In detail, during the first part of my project, I focused on the study of the Antarctic marine bacterium Pseudoalteromonas haloplanktis TAC125 and of its ability to produce anti-biofilm molecules, then, on the purification, identification and characterization of the active molecule produced. By setting up of a strategy for the large scale biofilm cultivation of the Antarctic bacterium, the production yield of P. haloplanktis TAC125 anti-biofilm agent was improved, so as to allow the purification and the identification of the active molecule, the pentadecanal. However, as the pentadecanal is a chemically reactive agent, it could easily undergo oxidation reactions, therefore it could not be suitable for all possible anti-biofilm strategies.
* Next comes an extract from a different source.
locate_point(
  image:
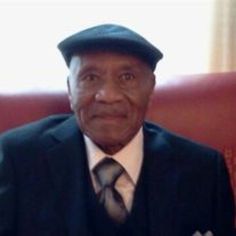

Therefore, some chemical analogues were synthesized and characterized for their anti-biofilm activity and their possible use in combination with antibiotics were investigated. Then, as a possible clinical application, an anti-biofilm coating system, active against S. epidermidis, was developed, by physical adsorption of pentadecanal and its analogues on polydimethylsiloxane (PDMS), a silicon-based material commonly used for the manufacturing of medical devices. Finally, some physiological studies were dedicated to P. haloplanktis TAC125 biofilm formation in relation with environmental adaptations, with the purpose to explore the potentiality of P. haloplanktis TAC125 in biotechnological field.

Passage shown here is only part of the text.